Queensland's coal miners are crying poor, saying any royalties hike in next month's state budget will kick them while they're down.
Treasurer Tim Nicholls last week suggested a hike was on the cards to help boost revenue by $1 billion over three years and return the budget to surplus by 2014/15.
But the Queensland Resources Council says the state's coal producers can ill afford a royalties increase.
"Of course ... industry's preference is to be delivering that revenue through growth in volumes, not by an increase in royalty rates," chief executive Michael Roche said in a speech at a coal industry event in Brisbane on Monday.
"The bottom line in 2012 is that many Queensland coal producers are now generating cash losses."

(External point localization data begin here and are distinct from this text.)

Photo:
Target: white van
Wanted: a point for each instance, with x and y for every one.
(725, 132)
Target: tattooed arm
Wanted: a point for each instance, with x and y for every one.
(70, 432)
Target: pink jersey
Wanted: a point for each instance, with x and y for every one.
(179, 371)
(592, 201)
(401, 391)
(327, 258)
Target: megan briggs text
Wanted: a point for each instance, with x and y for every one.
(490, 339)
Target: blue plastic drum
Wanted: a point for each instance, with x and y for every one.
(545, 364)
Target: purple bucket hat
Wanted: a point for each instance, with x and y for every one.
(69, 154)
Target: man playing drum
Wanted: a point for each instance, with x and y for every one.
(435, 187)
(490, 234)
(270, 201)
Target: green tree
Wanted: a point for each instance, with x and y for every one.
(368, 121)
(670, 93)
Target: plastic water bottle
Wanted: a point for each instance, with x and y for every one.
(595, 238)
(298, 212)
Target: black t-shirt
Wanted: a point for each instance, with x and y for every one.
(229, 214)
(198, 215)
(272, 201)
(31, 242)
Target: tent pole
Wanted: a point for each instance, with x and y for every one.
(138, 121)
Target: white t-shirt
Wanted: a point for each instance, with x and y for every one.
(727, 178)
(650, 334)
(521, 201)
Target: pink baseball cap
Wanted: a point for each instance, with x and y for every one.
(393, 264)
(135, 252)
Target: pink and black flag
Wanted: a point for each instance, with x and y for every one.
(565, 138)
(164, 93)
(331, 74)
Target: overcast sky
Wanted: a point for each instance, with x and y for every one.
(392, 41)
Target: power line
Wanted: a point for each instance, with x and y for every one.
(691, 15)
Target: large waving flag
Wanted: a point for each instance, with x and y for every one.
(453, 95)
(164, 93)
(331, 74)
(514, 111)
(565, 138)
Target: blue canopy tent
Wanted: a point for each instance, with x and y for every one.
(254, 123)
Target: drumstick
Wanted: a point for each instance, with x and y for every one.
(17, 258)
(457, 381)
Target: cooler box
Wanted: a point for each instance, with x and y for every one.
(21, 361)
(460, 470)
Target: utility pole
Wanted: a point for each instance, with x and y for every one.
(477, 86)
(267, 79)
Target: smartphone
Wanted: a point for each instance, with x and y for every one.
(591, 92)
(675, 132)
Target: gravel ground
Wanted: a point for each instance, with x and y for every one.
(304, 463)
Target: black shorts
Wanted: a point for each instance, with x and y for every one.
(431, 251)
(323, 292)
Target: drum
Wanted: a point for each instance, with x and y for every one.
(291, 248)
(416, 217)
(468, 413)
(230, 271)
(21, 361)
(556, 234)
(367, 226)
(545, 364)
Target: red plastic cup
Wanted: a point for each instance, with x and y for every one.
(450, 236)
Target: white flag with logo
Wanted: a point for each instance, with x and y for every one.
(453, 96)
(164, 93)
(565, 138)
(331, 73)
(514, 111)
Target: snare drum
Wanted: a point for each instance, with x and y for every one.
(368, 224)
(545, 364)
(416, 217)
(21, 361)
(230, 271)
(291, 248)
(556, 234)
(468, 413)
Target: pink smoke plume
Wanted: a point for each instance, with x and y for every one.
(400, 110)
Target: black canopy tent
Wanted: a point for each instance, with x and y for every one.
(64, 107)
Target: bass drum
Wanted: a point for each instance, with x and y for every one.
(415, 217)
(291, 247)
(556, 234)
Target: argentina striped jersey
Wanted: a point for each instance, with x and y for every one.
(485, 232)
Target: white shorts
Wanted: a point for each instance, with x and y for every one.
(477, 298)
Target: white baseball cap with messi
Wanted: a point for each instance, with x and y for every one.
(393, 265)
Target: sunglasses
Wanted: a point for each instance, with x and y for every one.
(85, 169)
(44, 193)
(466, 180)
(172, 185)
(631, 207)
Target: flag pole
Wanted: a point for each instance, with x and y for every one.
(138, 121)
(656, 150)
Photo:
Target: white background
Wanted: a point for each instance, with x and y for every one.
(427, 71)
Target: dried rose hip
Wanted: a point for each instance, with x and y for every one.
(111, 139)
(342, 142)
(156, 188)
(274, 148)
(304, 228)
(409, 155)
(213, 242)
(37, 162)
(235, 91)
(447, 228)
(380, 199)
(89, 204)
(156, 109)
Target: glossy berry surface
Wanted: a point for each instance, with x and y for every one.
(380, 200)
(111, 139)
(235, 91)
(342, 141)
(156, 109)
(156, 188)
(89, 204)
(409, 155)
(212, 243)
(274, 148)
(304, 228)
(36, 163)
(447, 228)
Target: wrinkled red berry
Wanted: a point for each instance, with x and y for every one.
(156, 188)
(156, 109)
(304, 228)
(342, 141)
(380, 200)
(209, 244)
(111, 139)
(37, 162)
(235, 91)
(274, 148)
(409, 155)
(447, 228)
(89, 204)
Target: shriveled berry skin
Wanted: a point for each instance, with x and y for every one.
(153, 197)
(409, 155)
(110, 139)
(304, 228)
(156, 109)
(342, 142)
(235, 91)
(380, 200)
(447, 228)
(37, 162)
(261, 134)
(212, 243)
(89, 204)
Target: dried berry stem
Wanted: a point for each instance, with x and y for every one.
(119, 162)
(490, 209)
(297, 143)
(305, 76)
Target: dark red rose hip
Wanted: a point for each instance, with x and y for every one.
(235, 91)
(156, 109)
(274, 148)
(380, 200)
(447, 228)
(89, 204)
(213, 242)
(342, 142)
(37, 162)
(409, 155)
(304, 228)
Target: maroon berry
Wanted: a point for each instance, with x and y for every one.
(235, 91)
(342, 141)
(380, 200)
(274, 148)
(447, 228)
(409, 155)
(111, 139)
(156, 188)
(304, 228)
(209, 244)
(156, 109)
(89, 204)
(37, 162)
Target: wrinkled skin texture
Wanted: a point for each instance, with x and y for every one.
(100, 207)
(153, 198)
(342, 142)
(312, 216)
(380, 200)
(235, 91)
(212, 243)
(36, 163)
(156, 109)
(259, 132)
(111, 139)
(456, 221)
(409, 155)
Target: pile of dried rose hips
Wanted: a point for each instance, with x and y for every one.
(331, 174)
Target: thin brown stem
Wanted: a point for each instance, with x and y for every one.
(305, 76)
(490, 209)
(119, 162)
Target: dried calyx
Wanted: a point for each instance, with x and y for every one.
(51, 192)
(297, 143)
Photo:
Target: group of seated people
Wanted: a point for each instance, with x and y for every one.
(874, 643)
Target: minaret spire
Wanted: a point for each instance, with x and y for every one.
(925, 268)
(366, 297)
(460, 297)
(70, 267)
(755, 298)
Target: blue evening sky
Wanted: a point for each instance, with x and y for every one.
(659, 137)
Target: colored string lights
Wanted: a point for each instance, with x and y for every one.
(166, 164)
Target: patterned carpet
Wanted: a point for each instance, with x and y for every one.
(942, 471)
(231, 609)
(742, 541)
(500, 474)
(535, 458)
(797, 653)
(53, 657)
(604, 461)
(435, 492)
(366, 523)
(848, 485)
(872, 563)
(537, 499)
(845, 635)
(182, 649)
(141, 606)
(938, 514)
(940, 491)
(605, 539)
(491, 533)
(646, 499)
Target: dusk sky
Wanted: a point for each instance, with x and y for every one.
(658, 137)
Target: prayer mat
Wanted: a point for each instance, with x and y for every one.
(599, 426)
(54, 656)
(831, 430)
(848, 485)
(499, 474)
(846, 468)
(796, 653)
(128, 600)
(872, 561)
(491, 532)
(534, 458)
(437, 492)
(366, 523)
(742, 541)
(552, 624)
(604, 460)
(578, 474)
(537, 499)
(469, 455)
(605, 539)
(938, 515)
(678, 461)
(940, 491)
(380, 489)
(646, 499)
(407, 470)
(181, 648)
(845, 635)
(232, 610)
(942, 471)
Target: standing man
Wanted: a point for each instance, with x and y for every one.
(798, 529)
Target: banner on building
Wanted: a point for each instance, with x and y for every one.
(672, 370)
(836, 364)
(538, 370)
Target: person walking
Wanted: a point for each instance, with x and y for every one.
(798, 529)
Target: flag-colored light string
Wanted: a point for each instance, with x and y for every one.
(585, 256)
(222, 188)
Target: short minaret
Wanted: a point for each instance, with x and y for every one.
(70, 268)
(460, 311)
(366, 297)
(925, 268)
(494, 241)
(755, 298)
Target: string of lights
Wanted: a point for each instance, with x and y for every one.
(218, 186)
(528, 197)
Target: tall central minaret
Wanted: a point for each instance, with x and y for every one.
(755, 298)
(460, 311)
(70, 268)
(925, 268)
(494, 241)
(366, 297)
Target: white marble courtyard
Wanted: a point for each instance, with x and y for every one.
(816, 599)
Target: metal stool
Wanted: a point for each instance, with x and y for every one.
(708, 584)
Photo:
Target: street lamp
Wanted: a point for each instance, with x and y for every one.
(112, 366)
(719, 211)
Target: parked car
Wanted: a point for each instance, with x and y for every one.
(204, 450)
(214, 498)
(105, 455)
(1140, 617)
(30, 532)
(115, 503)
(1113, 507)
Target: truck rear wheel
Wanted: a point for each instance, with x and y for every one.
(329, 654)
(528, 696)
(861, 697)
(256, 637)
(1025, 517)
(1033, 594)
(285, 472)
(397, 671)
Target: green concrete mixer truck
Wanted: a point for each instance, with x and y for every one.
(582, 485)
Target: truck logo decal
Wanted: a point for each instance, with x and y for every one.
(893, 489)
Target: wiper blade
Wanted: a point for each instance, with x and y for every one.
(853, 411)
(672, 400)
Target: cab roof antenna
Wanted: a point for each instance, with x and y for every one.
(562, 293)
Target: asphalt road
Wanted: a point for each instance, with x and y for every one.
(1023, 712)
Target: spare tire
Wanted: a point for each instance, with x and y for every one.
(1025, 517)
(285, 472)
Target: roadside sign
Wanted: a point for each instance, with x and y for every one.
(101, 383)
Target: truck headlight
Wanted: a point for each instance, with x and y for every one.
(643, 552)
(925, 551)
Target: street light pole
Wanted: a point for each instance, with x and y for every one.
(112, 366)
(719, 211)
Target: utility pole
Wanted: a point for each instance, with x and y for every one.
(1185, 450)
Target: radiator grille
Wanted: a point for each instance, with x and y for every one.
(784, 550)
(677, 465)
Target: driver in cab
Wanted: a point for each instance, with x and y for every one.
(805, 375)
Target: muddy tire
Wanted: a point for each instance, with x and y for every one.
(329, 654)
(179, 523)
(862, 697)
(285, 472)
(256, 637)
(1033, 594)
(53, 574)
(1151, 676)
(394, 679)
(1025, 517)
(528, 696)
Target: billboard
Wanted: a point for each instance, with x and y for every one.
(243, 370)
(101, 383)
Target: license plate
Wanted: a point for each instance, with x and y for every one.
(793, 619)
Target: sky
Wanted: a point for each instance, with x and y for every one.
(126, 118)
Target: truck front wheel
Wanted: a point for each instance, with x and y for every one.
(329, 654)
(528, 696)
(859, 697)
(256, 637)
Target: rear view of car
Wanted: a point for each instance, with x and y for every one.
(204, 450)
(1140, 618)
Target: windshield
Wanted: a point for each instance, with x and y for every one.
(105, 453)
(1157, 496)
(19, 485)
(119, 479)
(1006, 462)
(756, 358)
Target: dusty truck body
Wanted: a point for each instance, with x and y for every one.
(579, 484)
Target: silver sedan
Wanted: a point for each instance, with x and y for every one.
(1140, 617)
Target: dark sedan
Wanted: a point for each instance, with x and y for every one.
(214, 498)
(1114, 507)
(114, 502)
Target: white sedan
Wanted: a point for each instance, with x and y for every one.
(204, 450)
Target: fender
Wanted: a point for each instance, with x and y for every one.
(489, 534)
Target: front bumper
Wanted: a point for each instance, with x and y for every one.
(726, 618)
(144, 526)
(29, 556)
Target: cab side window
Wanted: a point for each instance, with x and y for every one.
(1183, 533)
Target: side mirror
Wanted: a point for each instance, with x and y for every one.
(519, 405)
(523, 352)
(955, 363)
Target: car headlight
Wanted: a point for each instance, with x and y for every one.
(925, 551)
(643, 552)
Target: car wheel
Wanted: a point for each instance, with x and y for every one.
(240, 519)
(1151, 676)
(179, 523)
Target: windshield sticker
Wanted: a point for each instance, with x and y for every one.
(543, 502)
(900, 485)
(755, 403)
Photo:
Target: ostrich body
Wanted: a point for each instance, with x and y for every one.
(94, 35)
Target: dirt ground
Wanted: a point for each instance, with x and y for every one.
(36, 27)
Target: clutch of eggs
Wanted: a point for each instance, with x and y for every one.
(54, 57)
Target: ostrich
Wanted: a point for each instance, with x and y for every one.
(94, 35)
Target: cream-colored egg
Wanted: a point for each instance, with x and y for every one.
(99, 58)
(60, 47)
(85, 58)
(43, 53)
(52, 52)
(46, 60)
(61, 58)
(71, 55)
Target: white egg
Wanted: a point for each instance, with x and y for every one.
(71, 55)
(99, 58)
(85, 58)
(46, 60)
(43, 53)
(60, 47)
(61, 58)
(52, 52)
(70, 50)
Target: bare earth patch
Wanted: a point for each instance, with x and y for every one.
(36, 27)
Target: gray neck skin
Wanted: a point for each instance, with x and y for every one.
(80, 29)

Mr Roche said Queensland miners paid the third highest tax rate of comparable coal jurisdictions and were already globally uncompetitive.
He cited the carbon tax, the mining tax, the soaring cost of materials and unsustainably high wages driven by a skills shortage.
The Queensland industry was also still feeling the effects of natural disasters, Mr Roche said.
The main coal-producing regions lost about $7 billion in sales as a result of floods and Cyclone Yasi, which struck in January 2011.
It gave US producers a chance to steal six per cent of Queensland's global market share.
Mr Roche said Queensland coal mines were still holding enormous amounts of water, 19 months on from the floods, and that was also affecting production.
Producers want permission to dump diluted pit water this wet season, and over seasons to come, so production can return to full capacity.
Mr Roche called on the state government to help the industry boost production rather than deliver another hit in the form of a royalties hike.